Demnach wuchs das Privatvermögen in der Region im vergangenen Jahr um 5,2 Prozent auf 35,8 Billionen Dollar oder nach heutigen Wechselkursen umgerechnet 27,7 Billionen Euro.
„Das kommt vor allem durch die gut laufenden Aktienmärkte“, sagte Experte Daniel Kessler bei der Vorstellung der Studie am Donnerstag in New York. Noch im Jahr 2011 hatten die Märkte und damit die Privatvermögen merklich unter den Wirren der Schuldenkrise gelitten.
Nun aber ist Entspannung angesagt. Dadurch stieg auch die Zahl der Millionärshaushalte im vergangenen Jahr. Boston Consulting zählte alleine in Deutschland 362 000, die mindestens 1 Million Dollar zum Investieren zur Verfügung haben.

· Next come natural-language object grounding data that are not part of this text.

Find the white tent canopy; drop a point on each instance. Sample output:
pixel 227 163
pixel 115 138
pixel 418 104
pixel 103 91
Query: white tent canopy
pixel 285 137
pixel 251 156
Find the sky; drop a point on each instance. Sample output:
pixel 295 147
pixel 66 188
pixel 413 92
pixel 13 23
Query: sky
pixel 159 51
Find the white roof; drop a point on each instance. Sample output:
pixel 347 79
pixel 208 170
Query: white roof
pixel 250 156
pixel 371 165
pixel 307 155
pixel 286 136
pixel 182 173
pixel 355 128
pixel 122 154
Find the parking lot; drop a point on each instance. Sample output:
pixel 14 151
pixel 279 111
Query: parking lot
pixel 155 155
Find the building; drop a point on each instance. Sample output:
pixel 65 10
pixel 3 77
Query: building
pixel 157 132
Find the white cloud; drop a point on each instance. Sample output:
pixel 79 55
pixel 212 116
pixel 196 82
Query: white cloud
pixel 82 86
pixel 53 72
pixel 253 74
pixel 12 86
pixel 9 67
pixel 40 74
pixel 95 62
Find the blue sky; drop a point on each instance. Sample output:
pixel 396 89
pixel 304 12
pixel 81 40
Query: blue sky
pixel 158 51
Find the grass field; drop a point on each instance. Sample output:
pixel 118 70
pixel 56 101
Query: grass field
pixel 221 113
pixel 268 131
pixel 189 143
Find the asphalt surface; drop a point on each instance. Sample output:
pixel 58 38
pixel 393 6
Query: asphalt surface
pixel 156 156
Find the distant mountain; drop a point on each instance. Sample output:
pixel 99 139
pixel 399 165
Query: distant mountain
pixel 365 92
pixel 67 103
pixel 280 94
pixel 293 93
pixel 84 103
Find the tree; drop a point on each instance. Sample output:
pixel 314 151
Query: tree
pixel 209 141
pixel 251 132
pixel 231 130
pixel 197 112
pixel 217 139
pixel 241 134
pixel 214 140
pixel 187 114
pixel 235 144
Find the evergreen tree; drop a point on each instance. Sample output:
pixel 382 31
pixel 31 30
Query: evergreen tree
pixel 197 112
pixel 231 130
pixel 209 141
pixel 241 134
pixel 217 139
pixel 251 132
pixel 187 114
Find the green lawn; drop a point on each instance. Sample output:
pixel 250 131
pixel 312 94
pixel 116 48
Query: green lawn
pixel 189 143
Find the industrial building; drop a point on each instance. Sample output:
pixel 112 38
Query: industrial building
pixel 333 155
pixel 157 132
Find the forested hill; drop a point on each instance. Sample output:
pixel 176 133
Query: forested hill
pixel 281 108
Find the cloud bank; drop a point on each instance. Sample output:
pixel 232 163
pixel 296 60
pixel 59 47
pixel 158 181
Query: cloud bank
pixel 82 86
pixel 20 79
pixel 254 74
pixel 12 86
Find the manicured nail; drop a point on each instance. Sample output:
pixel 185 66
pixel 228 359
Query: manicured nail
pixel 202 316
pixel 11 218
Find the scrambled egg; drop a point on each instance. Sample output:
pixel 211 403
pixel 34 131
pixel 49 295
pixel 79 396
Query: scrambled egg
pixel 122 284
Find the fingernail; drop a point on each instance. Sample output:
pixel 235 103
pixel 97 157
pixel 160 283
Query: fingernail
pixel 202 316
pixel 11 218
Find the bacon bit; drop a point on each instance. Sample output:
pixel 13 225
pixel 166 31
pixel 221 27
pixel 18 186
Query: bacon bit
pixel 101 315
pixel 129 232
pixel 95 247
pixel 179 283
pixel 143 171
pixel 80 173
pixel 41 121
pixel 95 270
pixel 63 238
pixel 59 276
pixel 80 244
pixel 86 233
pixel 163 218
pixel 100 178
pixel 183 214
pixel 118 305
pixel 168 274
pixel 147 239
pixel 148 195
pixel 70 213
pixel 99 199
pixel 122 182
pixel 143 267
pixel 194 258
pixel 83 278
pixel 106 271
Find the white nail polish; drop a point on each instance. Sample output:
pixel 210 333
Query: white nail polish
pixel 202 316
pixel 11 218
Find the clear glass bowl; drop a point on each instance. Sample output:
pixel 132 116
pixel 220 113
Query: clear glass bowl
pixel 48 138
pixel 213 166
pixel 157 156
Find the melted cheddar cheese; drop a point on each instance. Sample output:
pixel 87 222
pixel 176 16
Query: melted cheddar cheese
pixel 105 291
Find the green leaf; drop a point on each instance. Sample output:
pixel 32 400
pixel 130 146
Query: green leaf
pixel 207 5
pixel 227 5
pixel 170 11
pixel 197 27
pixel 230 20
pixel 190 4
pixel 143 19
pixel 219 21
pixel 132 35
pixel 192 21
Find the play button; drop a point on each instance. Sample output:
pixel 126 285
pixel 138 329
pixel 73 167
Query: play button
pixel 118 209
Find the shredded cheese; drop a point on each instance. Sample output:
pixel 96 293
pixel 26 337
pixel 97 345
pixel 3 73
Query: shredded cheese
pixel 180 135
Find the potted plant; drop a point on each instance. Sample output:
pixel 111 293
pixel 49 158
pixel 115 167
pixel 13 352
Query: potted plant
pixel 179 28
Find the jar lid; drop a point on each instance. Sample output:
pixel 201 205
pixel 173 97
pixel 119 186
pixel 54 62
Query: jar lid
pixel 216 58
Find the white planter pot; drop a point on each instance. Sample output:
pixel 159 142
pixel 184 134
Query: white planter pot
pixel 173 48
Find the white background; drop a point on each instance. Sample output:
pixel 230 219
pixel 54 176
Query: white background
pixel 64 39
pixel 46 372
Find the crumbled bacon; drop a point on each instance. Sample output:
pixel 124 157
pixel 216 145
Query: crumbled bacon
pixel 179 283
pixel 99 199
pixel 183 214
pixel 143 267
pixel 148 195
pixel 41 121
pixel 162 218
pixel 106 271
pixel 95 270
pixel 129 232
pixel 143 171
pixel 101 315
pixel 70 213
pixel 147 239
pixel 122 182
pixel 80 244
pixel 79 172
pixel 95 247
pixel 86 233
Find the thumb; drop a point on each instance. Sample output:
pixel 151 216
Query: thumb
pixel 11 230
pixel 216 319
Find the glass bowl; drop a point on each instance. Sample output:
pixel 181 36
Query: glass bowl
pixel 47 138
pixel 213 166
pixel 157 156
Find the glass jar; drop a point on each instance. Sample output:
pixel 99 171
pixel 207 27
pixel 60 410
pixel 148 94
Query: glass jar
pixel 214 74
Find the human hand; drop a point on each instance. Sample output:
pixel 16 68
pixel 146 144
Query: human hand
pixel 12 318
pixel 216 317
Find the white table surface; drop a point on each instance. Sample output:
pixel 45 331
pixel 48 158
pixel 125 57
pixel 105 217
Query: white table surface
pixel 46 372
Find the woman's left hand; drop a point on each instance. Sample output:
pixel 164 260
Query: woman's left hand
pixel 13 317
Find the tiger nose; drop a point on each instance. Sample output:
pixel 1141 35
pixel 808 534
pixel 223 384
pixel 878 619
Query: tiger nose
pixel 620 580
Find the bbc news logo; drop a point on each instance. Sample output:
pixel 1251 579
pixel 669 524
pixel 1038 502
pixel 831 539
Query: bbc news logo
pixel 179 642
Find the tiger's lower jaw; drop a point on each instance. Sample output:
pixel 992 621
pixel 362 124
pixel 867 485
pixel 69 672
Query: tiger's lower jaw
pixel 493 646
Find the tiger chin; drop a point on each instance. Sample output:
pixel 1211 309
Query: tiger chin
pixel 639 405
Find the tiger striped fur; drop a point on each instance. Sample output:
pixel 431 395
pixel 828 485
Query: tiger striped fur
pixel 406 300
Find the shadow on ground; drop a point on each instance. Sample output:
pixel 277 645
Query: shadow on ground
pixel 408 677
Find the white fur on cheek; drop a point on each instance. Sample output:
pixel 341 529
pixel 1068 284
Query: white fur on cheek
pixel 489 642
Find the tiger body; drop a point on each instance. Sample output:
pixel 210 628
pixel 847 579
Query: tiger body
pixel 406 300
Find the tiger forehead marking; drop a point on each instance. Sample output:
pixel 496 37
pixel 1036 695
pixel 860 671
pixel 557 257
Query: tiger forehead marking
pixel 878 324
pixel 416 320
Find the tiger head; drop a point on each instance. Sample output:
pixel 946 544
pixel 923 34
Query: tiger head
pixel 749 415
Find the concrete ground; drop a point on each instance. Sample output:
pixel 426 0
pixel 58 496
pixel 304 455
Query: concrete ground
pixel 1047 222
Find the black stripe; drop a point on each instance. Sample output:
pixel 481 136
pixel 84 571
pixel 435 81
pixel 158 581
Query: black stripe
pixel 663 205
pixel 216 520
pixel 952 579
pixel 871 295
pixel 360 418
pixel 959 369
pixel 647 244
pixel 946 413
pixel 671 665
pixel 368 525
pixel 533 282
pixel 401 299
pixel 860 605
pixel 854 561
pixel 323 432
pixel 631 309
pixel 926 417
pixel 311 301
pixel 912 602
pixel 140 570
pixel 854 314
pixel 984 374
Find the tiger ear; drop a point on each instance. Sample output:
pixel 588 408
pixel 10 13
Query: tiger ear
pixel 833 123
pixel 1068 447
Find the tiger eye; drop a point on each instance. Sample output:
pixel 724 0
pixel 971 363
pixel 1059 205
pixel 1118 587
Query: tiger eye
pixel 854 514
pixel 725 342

Im Jahr 2011 waren es auf vergleichbarer Basis erst 331 000. Deutschland belegt damit unter den Nationen den siebten Rang.
In Europa gibt es nur in Großbritannien und der Schweiz mehr Millionärshaushalte mit 509 000 beziehungsweise 395 000. Die meisten Millionäre gibt es der Studie zufolge allerdings weiterhin in den USA (5,9 Millionen), Japan (1,5 Millionen) sowie China (1,3 Millionen).
Die Wohlhabenden hätten kräftiger zugelegt als der Mittelstand, erläuterte Kessler. „Die Differenz ist aber nicht so groß, dass man sagen könnte, dass eine massive Umverteilung der Vermögen in Europa zu sehen wäre.“ Die Zahl der Superreichen mit einem Vermögen von mehr als 100 Millionen Dollar nahm zumindest in Deutschland sogar ab von 680 auf 650. Kessler wollte nicht ausschließen, dass einige ihr Vermögen wegen der Schuldenkrise in andere Weltregionen verschoben haben. Immer beliebter werden laut der Studie Hongkong und Singapur.
Weltweit gesehen stieg das Vermögen im vergangenen Jahr um 7,8 Prozent auf 135,5 Billionen Dollar und damit deutlich stärker als im Jahr 2011. „Asien-Pazifik ist der Treiber“, erklärte der zuständige Boston-Consulting-Experte Federico Burgoni. „Und das wird auf absehbare Zeit auch so bleiben.“ Für die etablierten Industrieländer gehen die Berater in den kommenden Jahren von deutlich moderaterem Wachstum aus.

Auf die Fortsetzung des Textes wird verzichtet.